Ceph/CVMFS/Filer Service Meeting

Europe/Zurich
600/R-001 (CERN)

600/R-001

CERN

4
Show room on map
Description

Zoom: Ceph Zoom

    • 14:00 14:15
      CVMFS 15m
      Speakers: Enrico Bocchi (CERN) , Fabrizio Furano (CERN)

      Enrico:

      • Recurrent no_contact and snapshot_error (lhcb.cern.ch backup Stratum 0) over the weekend with lxcvmfs127, now fixed (HW problem on hypervisor). This is *not* user visible.
      • Bad TCP_REFRESH_FAIL_OLD on front caches of Stratum1 for ProxyPass-ed repos
        • Tracked at CVMFSOPS-245
        • Seems to be fixed (fingers-crossed) with some header manipulation
      • Review of engineering tools repositories with IT-CDA
      • Useful meeting within it (ST, CM, CDA) about container distribution on the grid:
        • Prototype with Harbor (OIDC, garbage collection, security scans) using webhooks
        • In the plans to integrate with GitLab registry
      • Plan to submit a paper on lhcbdev.cern.ch at (virtual) CHEP with SFT and LHCb people
    • 14:15 14:30
      Ceph: Operations 15m
      • Notable Incidents/Requests 5m
      • Upgrades, Migrations, (De-)Commissioning 5m
        Speaker: Enrico Bocchi (CERN)
        • Gabe data migrations now paused until January. The balancer will remain off.
        • Latest new hw delivery is in final burn in test, so we can expect it January.
      • Hardware Repair Liaison 5m
        Speaker: Julien Collet (CERN)

        Julien

        • Lots of disk awaiting replacements!
        • Update on the script finished, but roll out will wait January
        • Disk replacements will carry on during Christmas break
          • Will be in touch with the repair team for that time in case they need

        Enrico

        • Memory module replaced on CEPHNETHUB-DATA-32672F0985 on 10/12. Smooth since then.
      • Puppet, Tools, Monitoring 5m
        Speaker: Theofilos Mouratidis (CERN)
        • Enabling PSI (Pressure Stall Info) on el8 machines.
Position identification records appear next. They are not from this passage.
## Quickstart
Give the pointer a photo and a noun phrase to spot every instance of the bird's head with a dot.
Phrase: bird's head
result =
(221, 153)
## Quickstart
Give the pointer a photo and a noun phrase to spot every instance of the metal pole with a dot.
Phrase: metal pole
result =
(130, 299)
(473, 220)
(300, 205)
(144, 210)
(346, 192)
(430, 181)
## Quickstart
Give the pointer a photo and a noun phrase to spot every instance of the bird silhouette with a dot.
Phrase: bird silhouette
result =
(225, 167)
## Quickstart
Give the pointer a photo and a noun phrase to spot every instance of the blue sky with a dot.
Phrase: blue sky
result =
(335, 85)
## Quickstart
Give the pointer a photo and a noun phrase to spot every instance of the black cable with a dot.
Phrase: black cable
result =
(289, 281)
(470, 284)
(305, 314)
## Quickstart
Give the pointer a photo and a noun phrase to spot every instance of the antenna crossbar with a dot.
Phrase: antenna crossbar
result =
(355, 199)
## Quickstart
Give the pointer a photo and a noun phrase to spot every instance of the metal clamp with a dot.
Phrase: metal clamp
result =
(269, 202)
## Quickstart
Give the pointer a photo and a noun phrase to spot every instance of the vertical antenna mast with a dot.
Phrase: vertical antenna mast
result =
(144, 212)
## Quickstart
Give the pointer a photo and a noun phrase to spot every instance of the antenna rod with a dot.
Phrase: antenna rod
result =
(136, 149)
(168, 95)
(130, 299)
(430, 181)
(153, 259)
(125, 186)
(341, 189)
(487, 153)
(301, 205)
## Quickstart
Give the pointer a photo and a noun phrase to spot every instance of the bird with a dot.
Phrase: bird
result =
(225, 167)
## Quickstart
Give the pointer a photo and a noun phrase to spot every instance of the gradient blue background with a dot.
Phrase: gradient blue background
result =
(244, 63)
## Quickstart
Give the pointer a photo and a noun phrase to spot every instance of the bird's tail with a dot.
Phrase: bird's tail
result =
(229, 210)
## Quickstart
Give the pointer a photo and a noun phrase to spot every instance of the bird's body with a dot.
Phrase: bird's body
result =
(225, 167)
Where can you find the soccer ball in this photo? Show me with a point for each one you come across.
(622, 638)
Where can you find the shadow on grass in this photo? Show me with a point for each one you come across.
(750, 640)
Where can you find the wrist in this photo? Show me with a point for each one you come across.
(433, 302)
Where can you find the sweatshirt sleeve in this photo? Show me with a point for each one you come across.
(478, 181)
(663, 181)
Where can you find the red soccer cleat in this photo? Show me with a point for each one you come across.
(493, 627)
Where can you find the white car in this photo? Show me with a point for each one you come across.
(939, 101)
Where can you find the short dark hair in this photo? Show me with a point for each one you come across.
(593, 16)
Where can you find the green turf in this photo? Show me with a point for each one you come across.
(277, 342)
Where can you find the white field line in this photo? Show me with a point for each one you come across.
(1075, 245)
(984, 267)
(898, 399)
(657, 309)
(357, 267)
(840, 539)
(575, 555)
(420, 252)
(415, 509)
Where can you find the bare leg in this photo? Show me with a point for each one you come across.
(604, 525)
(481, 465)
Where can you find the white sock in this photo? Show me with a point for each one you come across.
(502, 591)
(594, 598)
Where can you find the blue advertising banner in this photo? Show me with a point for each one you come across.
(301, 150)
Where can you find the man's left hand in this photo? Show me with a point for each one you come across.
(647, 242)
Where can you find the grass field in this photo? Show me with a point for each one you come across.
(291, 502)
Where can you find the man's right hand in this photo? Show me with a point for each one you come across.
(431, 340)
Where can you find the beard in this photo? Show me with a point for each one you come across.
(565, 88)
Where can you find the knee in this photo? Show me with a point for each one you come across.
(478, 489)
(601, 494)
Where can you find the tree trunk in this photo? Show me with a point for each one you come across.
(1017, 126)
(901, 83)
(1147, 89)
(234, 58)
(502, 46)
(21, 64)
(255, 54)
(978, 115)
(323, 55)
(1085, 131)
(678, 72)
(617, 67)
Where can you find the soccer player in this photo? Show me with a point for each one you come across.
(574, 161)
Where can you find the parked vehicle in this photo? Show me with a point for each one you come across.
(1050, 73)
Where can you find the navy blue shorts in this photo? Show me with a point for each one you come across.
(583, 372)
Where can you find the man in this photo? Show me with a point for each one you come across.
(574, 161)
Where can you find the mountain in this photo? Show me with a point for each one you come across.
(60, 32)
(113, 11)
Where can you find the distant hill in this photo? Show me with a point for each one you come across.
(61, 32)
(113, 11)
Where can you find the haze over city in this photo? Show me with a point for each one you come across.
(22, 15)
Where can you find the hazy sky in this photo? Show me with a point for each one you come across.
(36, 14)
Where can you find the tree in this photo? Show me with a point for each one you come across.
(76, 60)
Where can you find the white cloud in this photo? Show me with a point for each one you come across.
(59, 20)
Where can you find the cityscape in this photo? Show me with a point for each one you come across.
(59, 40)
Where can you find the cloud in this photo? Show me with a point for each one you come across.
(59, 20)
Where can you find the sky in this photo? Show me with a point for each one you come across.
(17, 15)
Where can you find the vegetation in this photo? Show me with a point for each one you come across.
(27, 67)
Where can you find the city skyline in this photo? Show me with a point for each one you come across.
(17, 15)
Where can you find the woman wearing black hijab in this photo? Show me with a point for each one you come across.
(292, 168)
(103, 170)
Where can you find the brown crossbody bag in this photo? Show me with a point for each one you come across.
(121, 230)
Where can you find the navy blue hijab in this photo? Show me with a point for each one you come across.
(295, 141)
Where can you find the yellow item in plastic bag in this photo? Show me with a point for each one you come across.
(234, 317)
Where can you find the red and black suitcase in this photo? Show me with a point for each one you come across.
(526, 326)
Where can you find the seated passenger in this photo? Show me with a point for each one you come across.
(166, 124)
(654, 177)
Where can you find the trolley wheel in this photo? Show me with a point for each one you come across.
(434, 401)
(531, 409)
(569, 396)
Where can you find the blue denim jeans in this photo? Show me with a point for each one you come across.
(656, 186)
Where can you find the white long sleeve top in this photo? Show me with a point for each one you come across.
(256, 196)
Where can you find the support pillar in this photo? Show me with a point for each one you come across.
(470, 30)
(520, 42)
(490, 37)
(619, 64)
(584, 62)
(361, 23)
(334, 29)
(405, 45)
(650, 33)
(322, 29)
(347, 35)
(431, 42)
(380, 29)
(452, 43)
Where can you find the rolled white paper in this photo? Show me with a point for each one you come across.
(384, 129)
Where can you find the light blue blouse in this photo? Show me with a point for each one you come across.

Needs a psi=1 kernel param, plus a reboot.
          • Goal is to better understand how heavily loaded a machine is.
          • This gives three new metrics, similar in concept to loadavg:
        [13:50][root@cephdata20b-b7e4a773b6 (qa:ceph/flax/osd*48) ~]# cat /proc/pressure/cpu 
        some avg10=0.00 avg60=0.08 avg300=0.15 total=1216096
        [13:50][root@cephdata20b-b7e4a773b6 (qa:ceph/flax/osd*48) ~]# cat /proc/pressure/io 
        some avg10=5.80 avg60=21.48 avg300=13.74 total=56284995
        full avg10=5.69 avg60=20.00 avg300=12.73 total=52108387
        [13:50][root@cephdata20b-b7e4a773b6 (qa:ceph/flax/osd*48) ~]# cat /proc/pressure/memory 
        some avg10=0.00 avg60=0.00 avg300=0.00 total=0
        full avg10=0.00 avg60=0.00 avg300=0.00 total=0
      • Upstream News 5m
        Speaker: Dan van der Ster (CERN)
    • 14:30 14:45
      Ceph: Ongoing Projects 15m
      • Kopano/Dovecot 5m
        Speaker: Dan van der Ster (CERN)
        • All users have been migrated to Dovecot. I'll start a discussion to understand what will become of the hw (kelly cluster).
      • REVA/CephFS 5m
        Speaker: Theofilos Mouratidis (CERN)
    • 14:45 14:55
      S3 10m
      Speakers: Enrico Bocchi (CERN) , Julien Collet (CERN)
      • CEPH-974: I have managed to reproduce the "nameless" object issue in a test bucket, now trying to clean up. (I sent a mail to the ML, but no response yet). This ticket might be related: https://tracker.ceph.com/issues/48363

      Enrico:

      • Traefik/Filebeat finished and ready:
        • Painful log ingestion via fielbeat+logstash (marathon)+ES works!
        • Propose to spawn few bigger RGWs beginning of January to replace existing front-end
      • cephgabe-rgwxl-ac460f6b70 (s3.cern.ch for CVMFS) back in the LB after reboot

      Giuliano

      • Warp dashboard:
        • Now pointing to metrictanks
    • 14:55 15:05
      Filer/CephFS 10m
      Speakers: Dan van der Ster (CERN) , Enrico Bocchi (CERN) , Theofilos Mouratidis (CERN)
      • CEPH-1014: all the client.manila users were given `mgr r` capabilities, so that OpenStack can query the list of subvolumes (to see if they have been deleted correctly).
    • 15:05 15:10
      AOB 5m

      Unbeatable CEPH dream team won the IT-ST PubQuiz, by far.